Il y a quelques mois de ça, j'ai eu la pire vision de ma vie. Il paraît - non, c'est même certain, mes visions se réalisent toujours- que quelqu'un va essayer de me tuer cette année ! D'où ma fabuleuse idée d'abandonner mes études. C'est simple : si je ne retourne pas à Poudlard, je reste en vie.

C'est pas une histoire de dingue ? Je veux dire, qui pourrait avoir envie de me faire passer l'arme à gauche ? Mise à part les premières années, une grande partie des serpentard, quelques élèves de divers maisons, un ou deux professeurs et le concierge de l'école... Je suis aimée de tout le monde.

- Et quelles autres aspirations, on peut savoir ? explose ma mère, tu n'as rien fait de tout l'été !
- Tu ne vas pas me reprocher de me reposer pendant les vacances ! je m'emporte à mon tour.
- Te reposer de quoi, au juste ? De tout les T que tu as eu à tes examens ? Rappelle-moi, Andrew, ce que signifie la note T ?

Je roule des yeux. Ma mère est peut-être une moldue, mais je peux vous assurer qu'elle connait la signification de mes notes bien mieux que nous !

- Troll, répond-t-il platement. Que comptes-tu faire cette année ? s'inquiète mon grand frère.

Qu'il se rassure, j'ai déjà établi mon planning de la semaine. Je vais flemmarder du lundi au jeudi. En revanche, le vendredi s'annonce plus chargé : grasse matinée et séance télévision l'après-midi. Tout un programme ! En voyant l'air furieux qu'arbore ma mère, mon sourire s'efface aussitôt. Je crois bien que je ne l'ai jamais vu aussi en colère.

- Tu vas terminer tes études, Marlène. Fin de la discussion ! assène-t-elle en pointant dangereusement son index sur moi.
- Je suis majeur et tatoué ! dis-je en haussant le ton, si je décide d'interrompre mes études, tu n'as plus ton mot à dire !

Elle lâche un étrange cri rauque avant de lever les bras au ciel, comme pour implorer Dieu de lui venir en aide. Du coin de l'œil, j’aperçois Andrew et Papa qui se jettent un regard désemparé.

- Tant que tu vivras dans cette maison, tu feras ce qu'on te dira te faire ! reprend Maman sur un ton étrangement calme, mais effrayant.
- Et depuis quand t'as un tatouage ? me demande Andrew, mais heureusement pour moi nos parents l'ignorent superbement.
- Ta mère a raison, abandonner tes études maintenant serait une pure folie, s'aventure mon père.

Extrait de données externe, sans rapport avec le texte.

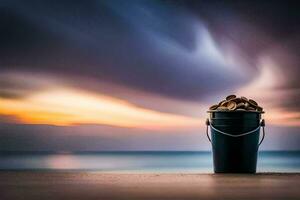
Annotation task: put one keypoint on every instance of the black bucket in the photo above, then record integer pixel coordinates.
(235, 140)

Il semble soulagé que la tension soit retombée, et ose un regard vers ma mère. La colère émane par tous les pores de sa peau, mais je lis aussi l’inquiétude dans ses yeux. Bon, peut-être bien qu'abandonner mes études n'est pas LA solution.

- D'accord, alors je peux prendre une année sympathique ?
- Sabbatique, me corrige machinalement Andrew en secouant la tête de droite à gauche d'un air dépité.

C'est ça ! Une année sabbatique, ça va être sympa. Comme tout le monde se tait, je poursuis :

- Je finirai mes études dans un an, quand...

Le type qui veut m'envoyer six pieds sous terre aura eu le temps de m'oublier. C'est le plan parfait, non ? Mon ton est trop enjoué et, apparemment, mon faux enthousiasme ne fait pas l'unanimité.

- Tu as été renvoyée ! s'écrit subitement mon père, comme s'il venait de percer un grand mystère.

Je m'affale contre le dos de ma chaise en soupirant lourdement. Je commence à croire que mes parents ne veulent pas de moi car je risque de bouleverser leur tranquillité et leurs chères habitudes.

- C'est à cause de cette lettre que tu as écrite à ton Professeur de botanique en prétextant être allergique à son cours, c'est ça ?
- Elle n'est pas renvoyée ! affirme Andrew. Marlène, pourquoi ne veux-tu plus aller au collège ? insiste-t-il en se tournant dans ma direction.
- Ça va, laissez tomber ! je m'écrie en bondissant de ma chaise. Je vais retourner à Poudlard, mais si je ne reviens pas l'an prochain, il ne faudra pas venir pleurer !

Et soyez prévenu ! Si je meurs, je reviendrai sous la forme d'un esprit frappeur et je me lierai d'amitié avec Peeves.